Add or refine software-only waveforms, expected measurements, edge cases, and golden reports that make criteria behavior inspectable.

Rust implementation

Work on parser behavior, criteria semantics, report clarity, package validation, or no_std-compatible boundaries after the issue scope is clear.

How to approach the project.

Start by reading the main README and the documentation map. Pay close attention to what is in scope and what is explicitly not claimed.

The best contributions keep behavior reviewable: clear requirements, focused implementation, tests or fixtures, and docs that explain the evidence without overstating maturity.
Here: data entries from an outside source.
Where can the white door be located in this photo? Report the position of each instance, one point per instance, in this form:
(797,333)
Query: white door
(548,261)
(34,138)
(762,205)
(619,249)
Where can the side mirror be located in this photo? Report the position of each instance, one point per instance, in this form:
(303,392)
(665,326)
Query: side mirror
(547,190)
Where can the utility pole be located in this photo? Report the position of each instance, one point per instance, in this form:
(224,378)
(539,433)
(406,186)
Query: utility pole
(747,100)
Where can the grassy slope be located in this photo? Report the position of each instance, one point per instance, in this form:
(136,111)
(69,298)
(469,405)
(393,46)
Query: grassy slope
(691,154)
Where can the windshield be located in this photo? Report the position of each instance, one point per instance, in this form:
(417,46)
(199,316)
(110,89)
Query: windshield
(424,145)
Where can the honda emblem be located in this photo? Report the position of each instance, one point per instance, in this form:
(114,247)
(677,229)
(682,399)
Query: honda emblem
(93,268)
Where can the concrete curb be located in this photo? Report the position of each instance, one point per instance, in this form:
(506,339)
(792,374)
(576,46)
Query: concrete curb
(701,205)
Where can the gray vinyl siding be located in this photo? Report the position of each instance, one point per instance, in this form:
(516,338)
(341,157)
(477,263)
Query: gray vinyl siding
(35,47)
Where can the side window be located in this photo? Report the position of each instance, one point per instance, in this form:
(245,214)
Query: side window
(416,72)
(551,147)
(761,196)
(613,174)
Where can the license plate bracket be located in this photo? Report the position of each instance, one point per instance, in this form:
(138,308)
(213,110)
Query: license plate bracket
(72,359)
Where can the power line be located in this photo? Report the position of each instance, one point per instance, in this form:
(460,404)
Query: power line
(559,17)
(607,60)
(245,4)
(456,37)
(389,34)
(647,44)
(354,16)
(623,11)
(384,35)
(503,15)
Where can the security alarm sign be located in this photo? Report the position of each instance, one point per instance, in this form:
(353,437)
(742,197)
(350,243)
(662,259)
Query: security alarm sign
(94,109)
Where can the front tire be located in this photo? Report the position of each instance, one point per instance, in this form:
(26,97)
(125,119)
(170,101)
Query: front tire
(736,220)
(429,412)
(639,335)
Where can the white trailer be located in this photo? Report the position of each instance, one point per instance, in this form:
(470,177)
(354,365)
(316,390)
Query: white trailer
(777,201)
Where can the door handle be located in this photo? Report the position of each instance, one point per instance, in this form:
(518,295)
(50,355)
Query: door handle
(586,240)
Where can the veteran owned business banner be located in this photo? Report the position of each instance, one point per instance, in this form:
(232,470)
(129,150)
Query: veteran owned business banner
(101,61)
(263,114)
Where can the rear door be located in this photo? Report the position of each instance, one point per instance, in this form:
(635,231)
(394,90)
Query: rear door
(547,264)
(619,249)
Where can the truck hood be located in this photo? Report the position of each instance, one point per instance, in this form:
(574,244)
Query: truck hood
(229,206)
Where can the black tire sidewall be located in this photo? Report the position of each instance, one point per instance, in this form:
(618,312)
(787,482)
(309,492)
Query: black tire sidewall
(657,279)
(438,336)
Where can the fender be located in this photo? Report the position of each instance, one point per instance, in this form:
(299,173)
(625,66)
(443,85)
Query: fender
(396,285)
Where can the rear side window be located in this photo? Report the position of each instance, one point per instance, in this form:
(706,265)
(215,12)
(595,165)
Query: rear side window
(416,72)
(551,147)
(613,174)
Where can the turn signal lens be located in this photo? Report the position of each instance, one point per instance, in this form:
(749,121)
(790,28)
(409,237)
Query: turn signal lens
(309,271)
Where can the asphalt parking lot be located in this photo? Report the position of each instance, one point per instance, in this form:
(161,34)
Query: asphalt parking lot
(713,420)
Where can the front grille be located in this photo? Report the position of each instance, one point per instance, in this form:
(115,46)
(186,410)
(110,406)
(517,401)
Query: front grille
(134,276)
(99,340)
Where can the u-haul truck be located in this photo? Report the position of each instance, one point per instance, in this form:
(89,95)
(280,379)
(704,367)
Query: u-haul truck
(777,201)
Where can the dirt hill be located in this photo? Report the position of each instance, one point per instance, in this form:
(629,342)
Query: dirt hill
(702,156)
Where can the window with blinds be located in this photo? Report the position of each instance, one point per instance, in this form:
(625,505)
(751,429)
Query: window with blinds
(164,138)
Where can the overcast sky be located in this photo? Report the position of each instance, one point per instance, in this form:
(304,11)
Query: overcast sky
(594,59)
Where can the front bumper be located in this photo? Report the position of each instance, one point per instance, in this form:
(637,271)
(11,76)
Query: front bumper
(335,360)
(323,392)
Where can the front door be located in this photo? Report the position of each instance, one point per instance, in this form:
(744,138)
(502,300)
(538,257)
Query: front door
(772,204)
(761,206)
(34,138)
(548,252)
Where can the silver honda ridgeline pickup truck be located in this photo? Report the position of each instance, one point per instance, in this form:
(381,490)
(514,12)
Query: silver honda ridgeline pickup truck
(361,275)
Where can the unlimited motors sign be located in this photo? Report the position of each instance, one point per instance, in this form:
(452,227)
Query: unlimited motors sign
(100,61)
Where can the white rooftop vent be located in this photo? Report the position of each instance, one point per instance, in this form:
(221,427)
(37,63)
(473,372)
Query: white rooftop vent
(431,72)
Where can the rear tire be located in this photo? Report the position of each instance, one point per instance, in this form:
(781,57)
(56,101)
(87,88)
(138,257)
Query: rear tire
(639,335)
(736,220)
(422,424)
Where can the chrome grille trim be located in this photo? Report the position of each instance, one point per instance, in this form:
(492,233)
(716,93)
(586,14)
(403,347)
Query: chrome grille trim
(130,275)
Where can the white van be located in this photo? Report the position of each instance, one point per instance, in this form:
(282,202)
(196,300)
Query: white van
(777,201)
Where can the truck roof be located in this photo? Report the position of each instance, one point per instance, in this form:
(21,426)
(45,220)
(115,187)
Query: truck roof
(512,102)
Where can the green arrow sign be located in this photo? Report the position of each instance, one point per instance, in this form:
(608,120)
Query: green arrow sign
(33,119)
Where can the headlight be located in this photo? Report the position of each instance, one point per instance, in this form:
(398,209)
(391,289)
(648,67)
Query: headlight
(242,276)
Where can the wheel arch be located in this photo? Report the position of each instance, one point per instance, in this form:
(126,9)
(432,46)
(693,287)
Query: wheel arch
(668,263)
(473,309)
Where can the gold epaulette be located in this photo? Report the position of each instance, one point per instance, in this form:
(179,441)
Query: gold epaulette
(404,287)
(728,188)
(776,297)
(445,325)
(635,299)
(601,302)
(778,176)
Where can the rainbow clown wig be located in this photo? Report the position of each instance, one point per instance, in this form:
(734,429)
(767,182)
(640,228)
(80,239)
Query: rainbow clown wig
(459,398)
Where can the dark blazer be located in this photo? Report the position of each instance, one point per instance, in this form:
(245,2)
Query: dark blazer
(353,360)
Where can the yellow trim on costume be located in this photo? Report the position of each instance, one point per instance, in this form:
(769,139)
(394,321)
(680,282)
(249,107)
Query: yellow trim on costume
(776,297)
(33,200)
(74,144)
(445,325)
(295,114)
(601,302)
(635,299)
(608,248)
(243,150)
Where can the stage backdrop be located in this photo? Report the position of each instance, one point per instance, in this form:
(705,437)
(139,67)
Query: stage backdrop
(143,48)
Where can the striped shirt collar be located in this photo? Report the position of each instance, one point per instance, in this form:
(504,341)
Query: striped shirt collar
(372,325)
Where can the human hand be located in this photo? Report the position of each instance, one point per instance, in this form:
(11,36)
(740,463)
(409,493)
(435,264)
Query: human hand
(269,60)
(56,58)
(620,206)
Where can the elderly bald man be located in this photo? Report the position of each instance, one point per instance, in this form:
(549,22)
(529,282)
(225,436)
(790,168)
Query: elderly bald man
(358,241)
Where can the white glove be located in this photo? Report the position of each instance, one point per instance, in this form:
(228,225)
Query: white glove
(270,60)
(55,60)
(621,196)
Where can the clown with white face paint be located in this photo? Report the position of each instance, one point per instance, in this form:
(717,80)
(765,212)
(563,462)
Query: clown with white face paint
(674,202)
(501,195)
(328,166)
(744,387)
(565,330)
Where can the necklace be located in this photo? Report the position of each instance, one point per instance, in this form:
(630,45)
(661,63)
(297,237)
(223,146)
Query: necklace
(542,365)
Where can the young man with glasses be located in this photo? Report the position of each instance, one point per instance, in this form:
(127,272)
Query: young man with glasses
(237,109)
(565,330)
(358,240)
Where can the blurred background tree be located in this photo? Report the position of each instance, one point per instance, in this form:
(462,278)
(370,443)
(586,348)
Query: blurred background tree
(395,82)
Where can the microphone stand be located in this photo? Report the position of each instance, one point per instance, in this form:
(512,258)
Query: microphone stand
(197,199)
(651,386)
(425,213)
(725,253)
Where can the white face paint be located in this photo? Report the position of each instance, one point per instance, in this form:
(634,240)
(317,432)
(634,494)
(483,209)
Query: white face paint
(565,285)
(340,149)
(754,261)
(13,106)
  1. Read the product guide and contributing notes.
  2. Choose a small issue or documentation gap.
  3. Keep changes focused and source-backed.
  4. Run the relevant Cargo checks from the source repository instructions.
  5. Include evidence and known limitations in the PR description.
contribution-checklist.txt reviewable work
state the requirement
name the affected files
add or update tests
document evidence
avoid unsupported claims
leave clear follow-up notes

Contributor boundaries.

FerrisOxide is open to careful contributions, but some areas require fresh requirements, architecture, dependency, security, and validation gates.

Welcome directions

  • Clearer documentation and examples.
  • More precise software validation fixtures.
  • Bug fixes with targeted tests.
  • Report and rule-package clarity improvements.

Needs a fresh gate

  • New third-party dependencies.
  • Live DAQ SDKs, HALs, or hardware integration.
  • Production RTOS runtime or certification-facing claims.
  • GUI, cloud, accounts, plugin runtime, or cryptographic signing.

Start from the source repository.

The active engineering work lives in kota-wilson/ferrisoxide. Use the contributor, security, code of conduct, license, and README files there as the authority for source-repository contributions.

This website is a public presentation layer. Source code changes belong in the FerrisOxide source repository workflow, not in the website repository.